Even though forgiveness was handed out, I now understand my power as a mother. I don’t want my anger and frustrations to be the reason for her tears and hurts; there is plenty else in the world to do that.
As mothers, we make decisions every second about the best way to guide our children, how to show them love, comfort them and teach them. No matter how we treat them, they will quickly forgive, show grace and love us still. Although I want my children to be forgiving, I don’t want them to be the bearer of my inability to remain calm, stay empathetic and lead by example.
I want to show my children how they deserve to be treated in life. I want them to know that they can trust me and can be honest with me. I want them to know that life comes with boundaries, consequences, disappointments and huge victories. I want them to be confident in themselves without leaning on or judging others. I want to teach them how to understand and handle their emotions and how to empathize with others.

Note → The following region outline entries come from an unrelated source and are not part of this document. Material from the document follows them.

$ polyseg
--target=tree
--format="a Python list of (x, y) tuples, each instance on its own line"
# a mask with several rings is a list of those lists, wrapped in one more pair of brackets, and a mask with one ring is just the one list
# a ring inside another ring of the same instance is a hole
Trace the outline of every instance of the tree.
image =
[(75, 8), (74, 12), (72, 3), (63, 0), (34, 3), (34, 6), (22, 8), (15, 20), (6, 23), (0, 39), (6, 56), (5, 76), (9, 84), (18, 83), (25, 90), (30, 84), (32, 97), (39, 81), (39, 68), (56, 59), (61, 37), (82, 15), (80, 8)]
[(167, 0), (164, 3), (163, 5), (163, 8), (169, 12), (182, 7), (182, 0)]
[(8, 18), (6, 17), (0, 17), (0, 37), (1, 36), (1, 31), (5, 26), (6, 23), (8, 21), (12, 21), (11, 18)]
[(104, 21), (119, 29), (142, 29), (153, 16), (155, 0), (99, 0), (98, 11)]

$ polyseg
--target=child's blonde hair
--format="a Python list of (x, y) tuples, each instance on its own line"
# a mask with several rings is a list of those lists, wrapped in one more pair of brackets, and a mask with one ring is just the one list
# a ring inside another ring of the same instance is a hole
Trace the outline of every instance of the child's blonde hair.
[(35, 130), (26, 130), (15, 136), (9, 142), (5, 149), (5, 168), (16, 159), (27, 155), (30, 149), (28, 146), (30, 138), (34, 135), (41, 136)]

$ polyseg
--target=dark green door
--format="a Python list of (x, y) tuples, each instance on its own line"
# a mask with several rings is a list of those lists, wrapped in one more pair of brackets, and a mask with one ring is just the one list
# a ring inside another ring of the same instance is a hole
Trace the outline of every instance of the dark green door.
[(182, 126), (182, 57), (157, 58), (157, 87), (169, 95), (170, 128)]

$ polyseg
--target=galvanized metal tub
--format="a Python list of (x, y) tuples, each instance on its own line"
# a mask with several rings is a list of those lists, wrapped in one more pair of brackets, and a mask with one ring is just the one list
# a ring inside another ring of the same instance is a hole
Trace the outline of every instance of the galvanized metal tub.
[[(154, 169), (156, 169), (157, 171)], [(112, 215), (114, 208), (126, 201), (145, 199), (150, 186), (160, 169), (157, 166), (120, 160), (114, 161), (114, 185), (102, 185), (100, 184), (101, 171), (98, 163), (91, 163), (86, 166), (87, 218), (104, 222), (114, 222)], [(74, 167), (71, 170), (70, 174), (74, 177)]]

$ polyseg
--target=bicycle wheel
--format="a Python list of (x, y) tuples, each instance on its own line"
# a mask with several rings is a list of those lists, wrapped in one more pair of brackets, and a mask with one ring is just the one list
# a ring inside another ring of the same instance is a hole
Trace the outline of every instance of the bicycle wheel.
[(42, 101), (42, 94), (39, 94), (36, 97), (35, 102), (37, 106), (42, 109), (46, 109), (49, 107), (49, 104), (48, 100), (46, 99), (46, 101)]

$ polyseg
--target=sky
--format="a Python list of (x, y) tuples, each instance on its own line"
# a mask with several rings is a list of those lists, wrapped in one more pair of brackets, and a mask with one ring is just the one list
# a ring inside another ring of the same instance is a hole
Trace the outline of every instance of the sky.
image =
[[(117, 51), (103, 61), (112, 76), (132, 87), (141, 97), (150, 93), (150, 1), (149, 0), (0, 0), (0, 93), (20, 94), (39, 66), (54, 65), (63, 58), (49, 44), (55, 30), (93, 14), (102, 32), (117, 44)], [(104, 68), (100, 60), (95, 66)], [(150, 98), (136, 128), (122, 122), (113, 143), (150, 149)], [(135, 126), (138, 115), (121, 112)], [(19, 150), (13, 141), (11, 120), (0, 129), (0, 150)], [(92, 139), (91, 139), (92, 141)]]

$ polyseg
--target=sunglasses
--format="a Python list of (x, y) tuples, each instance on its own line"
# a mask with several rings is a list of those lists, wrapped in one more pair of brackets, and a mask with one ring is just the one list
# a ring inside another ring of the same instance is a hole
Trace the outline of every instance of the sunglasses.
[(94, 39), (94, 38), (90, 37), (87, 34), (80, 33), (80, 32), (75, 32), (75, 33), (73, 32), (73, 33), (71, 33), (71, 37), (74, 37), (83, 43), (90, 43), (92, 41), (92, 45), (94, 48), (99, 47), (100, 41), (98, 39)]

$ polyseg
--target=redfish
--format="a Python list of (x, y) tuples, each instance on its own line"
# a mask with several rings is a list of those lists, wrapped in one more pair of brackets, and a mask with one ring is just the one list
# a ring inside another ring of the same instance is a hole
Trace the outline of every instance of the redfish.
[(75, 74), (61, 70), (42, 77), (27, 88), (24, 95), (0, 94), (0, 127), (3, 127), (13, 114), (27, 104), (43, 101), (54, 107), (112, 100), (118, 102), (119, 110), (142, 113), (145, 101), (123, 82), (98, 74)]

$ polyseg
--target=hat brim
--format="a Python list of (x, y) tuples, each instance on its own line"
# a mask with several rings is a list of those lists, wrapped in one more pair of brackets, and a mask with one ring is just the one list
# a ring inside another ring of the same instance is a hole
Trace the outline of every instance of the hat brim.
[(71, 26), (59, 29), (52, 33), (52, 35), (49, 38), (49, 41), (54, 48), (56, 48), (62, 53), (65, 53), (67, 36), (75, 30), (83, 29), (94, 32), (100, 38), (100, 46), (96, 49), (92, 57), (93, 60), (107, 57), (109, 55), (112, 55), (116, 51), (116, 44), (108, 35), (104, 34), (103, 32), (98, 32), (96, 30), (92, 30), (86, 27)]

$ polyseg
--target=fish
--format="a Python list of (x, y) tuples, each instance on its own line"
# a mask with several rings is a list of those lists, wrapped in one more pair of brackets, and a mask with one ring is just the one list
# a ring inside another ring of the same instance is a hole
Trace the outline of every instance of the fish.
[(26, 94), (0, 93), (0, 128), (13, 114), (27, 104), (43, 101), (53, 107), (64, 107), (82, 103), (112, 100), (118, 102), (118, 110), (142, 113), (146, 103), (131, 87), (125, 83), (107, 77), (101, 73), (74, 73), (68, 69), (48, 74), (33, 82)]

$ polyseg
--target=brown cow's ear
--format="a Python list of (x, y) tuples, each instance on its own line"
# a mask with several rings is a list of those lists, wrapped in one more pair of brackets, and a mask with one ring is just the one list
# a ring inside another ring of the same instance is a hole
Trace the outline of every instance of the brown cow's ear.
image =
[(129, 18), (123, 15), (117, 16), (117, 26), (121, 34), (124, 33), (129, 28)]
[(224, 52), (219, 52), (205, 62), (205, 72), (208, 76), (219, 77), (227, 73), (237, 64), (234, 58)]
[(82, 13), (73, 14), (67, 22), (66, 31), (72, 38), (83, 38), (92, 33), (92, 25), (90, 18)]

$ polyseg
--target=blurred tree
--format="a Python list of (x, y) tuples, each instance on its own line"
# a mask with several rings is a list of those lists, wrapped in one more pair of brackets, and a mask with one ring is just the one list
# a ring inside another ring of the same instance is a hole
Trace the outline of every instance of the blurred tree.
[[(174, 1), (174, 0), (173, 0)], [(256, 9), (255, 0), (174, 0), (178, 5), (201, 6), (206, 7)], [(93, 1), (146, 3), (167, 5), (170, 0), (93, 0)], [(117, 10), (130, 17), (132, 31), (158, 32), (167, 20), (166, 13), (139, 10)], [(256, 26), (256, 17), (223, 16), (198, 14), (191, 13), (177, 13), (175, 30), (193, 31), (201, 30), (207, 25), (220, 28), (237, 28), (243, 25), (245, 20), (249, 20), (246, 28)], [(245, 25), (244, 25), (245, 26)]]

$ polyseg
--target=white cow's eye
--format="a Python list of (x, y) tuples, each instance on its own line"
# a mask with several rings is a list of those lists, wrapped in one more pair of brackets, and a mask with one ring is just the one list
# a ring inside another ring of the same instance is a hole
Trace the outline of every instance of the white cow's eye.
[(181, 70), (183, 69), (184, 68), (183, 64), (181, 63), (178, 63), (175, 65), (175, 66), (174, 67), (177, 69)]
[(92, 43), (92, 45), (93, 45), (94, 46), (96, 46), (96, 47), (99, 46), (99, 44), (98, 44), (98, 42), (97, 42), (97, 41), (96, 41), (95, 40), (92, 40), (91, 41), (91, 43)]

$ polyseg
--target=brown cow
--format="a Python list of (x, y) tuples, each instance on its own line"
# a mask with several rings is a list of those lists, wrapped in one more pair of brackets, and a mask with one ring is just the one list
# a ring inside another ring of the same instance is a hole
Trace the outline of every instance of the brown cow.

I hope they will be kind, sincere, curious and creative throughout their lives.
I know I’m not all of these things all of the time. I’m not sure I deserve this power over these two amazing humans — but I have it. So, today I make a promise to myself, and to them, to continue to grow and learn as an individual, a wife and a parent — so that I may know how to use this power for my children’s life happiness and growth.